According to Article 14 of Rotterdam Rules, “the
carrier is bound before, at the beginning of, and during the voyage by sea to
exercise due diligence to make and keep the ship seaworthy”.
In addition, it is claimed that the introduction of MLC 2006
into the concept of seaworthiness might result in unfair competition between
different countries. There are commentators who claim that MLC 2006 has a
number of weaknesses that may impair its
effective implementation.
Some countries might be strict in enforcing the Convention while
other countries might not because of poor resources or simply due to lack
cooperation. Therefore, those states who take their Convention obligations
seriously may increase the standard of seaworthiness and eventually increase shipowners'
obligations. On the contrary, some countries who do not wish to do so might be
tempted to lower their standards in order to attract more tonnage registration.
6. Conclusion
The entry into force of MLC 2006 should prove to have a significant impact on the doctrine of seaworthiness. Under the new requirements
of MLC 2006, the meaning of seaworthiness of a ship is given a firmer foundation and is also extended in a number of aspects. In
this context, it is submitted that the MLC 2006 should be viewed as a
re-calibration of the concept of seaworthiness and as an essential part of an
evolutionary process that integrates the safety of seafarers with commercial
necessity.
As a part of this process, the requirements under the MLC 2006
are minimum standards to be observed by any responsible shipowner. In addition,
observation of these standards plays an essential contribution in improving the
safety and efficiency of ship operations. The coming into
force of the MLC 2006 and the incorporation of standards of seaworthiness is
critical to this process. It is also submitted that the concept of
seaworthiness, with all its accompanying ramifications,
represents a new epoch of ship safety and has the capacity to permeate all
aspects of safety and efficiency in the shipping industry.

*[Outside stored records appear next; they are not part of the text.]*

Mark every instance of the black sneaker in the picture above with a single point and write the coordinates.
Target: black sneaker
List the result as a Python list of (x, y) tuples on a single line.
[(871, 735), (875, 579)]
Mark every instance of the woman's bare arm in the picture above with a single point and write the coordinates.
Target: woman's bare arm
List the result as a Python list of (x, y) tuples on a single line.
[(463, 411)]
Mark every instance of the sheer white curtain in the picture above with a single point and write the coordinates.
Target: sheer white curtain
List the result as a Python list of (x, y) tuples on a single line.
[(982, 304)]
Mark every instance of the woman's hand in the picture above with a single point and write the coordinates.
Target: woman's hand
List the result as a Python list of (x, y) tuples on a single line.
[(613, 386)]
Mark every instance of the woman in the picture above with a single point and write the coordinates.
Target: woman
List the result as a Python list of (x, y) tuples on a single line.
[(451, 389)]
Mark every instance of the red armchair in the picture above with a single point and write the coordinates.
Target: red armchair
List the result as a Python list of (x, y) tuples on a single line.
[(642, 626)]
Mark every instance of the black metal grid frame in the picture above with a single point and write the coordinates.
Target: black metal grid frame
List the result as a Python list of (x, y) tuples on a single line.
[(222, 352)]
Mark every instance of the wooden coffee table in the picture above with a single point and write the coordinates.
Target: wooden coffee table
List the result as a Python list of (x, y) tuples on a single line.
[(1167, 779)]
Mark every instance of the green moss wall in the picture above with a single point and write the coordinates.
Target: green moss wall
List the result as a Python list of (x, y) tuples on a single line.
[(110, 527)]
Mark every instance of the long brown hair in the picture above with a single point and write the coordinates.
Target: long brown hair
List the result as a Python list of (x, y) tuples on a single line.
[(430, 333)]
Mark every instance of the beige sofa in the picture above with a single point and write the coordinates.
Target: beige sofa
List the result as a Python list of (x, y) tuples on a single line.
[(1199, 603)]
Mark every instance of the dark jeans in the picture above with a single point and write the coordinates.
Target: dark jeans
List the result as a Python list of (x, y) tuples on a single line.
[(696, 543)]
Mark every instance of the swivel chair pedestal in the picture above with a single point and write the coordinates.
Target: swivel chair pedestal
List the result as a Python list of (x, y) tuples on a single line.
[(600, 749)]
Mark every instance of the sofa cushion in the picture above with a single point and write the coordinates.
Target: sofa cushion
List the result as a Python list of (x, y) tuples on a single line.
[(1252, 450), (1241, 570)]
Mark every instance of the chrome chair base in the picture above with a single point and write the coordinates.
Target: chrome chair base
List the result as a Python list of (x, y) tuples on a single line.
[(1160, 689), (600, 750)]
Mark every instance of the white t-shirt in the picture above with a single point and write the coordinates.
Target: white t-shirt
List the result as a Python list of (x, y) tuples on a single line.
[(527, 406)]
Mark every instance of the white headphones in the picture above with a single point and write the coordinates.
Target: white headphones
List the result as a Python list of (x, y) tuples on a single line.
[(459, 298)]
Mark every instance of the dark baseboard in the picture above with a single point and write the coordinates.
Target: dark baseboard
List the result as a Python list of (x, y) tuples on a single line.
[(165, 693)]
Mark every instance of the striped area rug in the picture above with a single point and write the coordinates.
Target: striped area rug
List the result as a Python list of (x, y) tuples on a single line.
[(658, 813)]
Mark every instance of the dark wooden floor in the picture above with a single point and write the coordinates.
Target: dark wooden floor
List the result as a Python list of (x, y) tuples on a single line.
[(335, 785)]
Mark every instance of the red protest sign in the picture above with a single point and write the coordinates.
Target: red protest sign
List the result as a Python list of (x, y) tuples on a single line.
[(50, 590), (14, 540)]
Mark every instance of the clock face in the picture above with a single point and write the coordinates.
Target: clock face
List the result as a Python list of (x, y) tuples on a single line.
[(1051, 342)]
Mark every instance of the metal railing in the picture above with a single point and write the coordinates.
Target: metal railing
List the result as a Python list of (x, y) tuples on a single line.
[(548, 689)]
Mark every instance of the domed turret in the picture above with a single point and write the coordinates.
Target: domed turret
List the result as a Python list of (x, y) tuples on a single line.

The challenge is to ensure that the Convention moves from the
rarefied heights of international law and translates into the everyday
practices of the shipping industry. The truth is that legislation alone does
not change anything. It is only when the shipping itself industry acts
proactively that the compass dial shifts from maximizing profits towards ensuring seaworthiness and the safety of seafarers.
It is worthwhile to conclude by repeating the classic statement of
Cresswell J in The
Eurasian Dream that
“seaworthiness must be judged by the standards and practices of
the industry at the relevant time”.
These standards and practices must now include the provisions of the MLC 2006.